Se c’è una lezione che si può trarre dall’incidente di Fukushima è questa: quello che sembra impossibile può verificarsi. E se non si è preparati possono essere guai, come è successo appunto in Giappone. Anche le centrali nucleari americane devono attrezzarsi per prevedere l’imprevedibile.
È il succo di un nuovo rapporto appena pubblicato dalla National Academy of Sciences (NAS) degli Stati Uniti, intitolato “Lessons Learned from the Fukushima Nuclear Accident for Improving Safety of U.S. Nuclear Plants”. Commissionato dal Congresso all’indomani dell’incidente di Fukushima, il documento è stato elaborato nell’arco di due anni da una task force di 21 specialisti.
L’incidente di Fukushima, così come quelli di Three Mile Island e Černobyl, è stato causato da una concatenazione di eventi che non era stata preventivata in fase di progettazione dell’impianto. La NAS individua tre aree principali di rischio:
- eventi esterni estremi. Fukushima rientra in questa categoria, perché lo tsunami del 2011 è stato superiore a tutti quelli del passato
- errori umani e malfunzionamenti a catena. È il caso di Three Mile Island, dove l’errore umano si è sommato ai guasti della strumentazione
- violazione deliberata delle norme. A Černobyl i tecnici avevano disabilitato i sistemi di sicurezza per condurre un esperimento non autorizzato.

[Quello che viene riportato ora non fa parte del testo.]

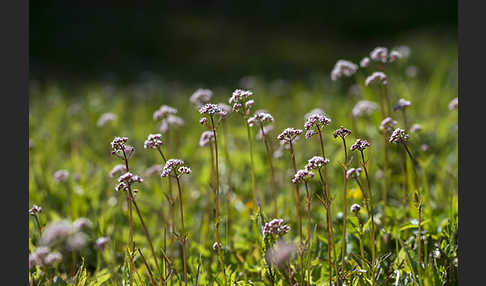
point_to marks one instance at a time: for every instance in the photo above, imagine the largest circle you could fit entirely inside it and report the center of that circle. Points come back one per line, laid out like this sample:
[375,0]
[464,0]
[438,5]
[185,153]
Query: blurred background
[219,42]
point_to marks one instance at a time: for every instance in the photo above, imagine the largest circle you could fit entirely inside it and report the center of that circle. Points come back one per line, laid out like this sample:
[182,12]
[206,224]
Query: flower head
[153,141]
[387,124]
[35,210]
[401,104]
[399,136]
[276,227]
[316,163]
[343,68]
[163,112]
[376,78]
[454,103]
[201,96]
[353,172]
[379,54]
[360,145]
[206,137]
[260,117]
[302,175]
[289,135]
[61,175]
[364,108]
[341,132]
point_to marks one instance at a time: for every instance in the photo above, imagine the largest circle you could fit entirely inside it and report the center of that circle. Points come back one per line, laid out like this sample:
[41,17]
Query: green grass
[65,135]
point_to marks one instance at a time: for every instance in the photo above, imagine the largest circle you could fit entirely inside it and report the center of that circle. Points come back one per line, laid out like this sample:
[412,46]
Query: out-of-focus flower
[387,124]
[401,104]
[454,103]
[61,175]
[105,118]
[376,78]
[276,227]
[360,145]
[343,68]
[153,141]
[201,96]
[206,137]
[399,136]
[364,108]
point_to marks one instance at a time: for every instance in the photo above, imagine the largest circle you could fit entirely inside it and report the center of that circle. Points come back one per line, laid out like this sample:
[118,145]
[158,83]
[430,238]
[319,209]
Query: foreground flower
[343,68]
[360,145]
[276,227]
[364,108]
[201,96]
[399,136]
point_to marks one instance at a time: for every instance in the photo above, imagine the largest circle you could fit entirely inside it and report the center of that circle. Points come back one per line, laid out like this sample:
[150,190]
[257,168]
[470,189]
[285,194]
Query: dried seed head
[401,104]
[355,208]
[201,96]
[153,141]
[289,135]
[360,145]
[341,132]
[105,118]
[276,227]
[376,78]
[364,108]
[343,69]
[399,136]
[302,175]
[387,124]
[206,137]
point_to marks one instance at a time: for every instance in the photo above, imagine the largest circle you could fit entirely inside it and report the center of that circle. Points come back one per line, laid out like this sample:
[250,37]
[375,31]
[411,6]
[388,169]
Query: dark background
[220,41]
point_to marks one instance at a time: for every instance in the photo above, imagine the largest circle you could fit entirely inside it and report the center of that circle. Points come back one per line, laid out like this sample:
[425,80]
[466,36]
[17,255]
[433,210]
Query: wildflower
[355,208]
[364,108]
[201,96]
[360,144]
[163,112]
[61,175]
[118,169]
[376,78]
[454,103]
[105,118]
[316,162]
[353,172]
[401,104]
[343,68]
[387,124]
[260,117]
[399,136]
[102,242]
[52,258]
[241,98]
[379,54]
[365,62]
[206,137]
[276,227]
[289,135]
[394,55]
[302,175]
[416,128]
[82,223]
[35,210]
[153,141]
[341,132]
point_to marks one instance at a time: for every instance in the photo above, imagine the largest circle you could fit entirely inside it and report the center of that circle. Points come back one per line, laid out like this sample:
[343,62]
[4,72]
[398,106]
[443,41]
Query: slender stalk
[183,232]
[216,222]
[252,164]
[272,170]
[372,231]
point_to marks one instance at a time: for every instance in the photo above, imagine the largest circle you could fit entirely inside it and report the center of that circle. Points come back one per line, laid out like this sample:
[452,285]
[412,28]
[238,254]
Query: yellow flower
[355,193]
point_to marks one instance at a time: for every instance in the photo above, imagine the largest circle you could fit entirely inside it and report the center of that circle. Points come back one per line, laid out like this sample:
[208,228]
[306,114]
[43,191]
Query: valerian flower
[360,145]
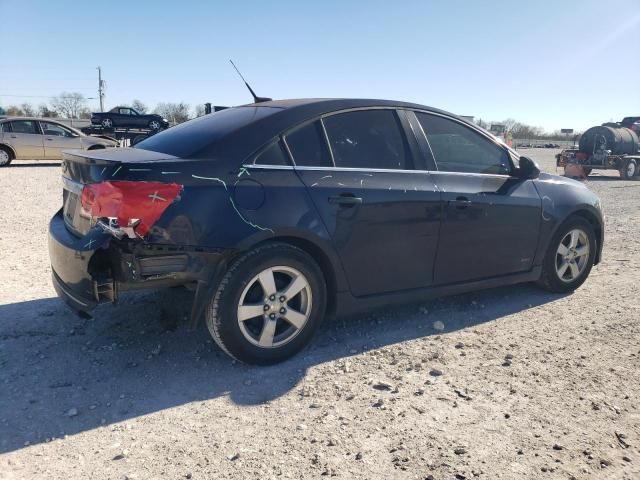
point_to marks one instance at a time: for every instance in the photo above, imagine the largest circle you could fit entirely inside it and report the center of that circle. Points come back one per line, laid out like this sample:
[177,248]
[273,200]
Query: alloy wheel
[4,157]
[572,255]
[274,307]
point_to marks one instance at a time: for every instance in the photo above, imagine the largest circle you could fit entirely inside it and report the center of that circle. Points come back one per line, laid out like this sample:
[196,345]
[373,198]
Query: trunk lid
[84,167]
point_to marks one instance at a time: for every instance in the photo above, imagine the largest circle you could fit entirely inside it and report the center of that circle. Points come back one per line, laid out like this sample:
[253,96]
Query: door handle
[345,199]
[461,202]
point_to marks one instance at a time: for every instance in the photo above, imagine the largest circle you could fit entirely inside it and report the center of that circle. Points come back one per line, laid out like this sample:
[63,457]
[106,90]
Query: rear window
[191,137]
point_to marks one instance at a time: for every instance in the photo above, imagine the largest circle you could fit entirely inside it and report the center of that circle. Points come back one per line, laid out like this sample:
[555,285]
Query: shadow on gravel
[61,375]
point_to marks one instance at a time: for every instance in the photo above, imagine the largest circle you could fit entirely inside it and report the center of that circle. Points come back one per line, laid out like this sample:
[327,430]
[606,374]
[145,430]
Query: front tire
[6,156]
[629,169]
[570,256]
[268,305]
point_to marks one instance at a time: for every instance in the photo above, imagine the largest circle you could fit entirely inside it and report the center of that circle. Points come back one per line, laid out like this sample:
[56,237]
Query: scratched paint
[216,179]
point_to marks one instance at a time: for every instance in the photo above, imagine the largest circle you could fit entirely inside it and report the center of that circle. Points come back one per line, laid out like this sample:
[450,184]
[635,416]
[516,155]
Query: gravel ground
[508,383]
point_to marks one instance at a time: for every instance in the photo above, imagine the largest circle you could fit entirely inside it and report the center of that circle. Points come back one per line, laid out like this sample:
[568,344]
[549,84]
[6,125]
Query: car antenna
[256,98]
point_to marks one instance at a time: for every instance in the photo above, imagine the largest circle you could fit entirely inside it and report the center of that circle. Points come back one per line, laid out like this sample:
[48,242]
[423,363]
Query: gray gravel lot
[508,383]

Per la NAS dunque non basta l’approccio deterministico seguito finora: i processi di approvazione dei reattori e le norme regolatorie devono includere i principi più moderni di valutazione del rischio. In particolare, rivolgendosi all’industria nucleare americana e alla Nuclear Regulatory Commission (NRC), il documento raccomanda di rafforzare l’allocazione di risorse e la formazione del personale per fronteggiare situazioni senza precedenti e non previste.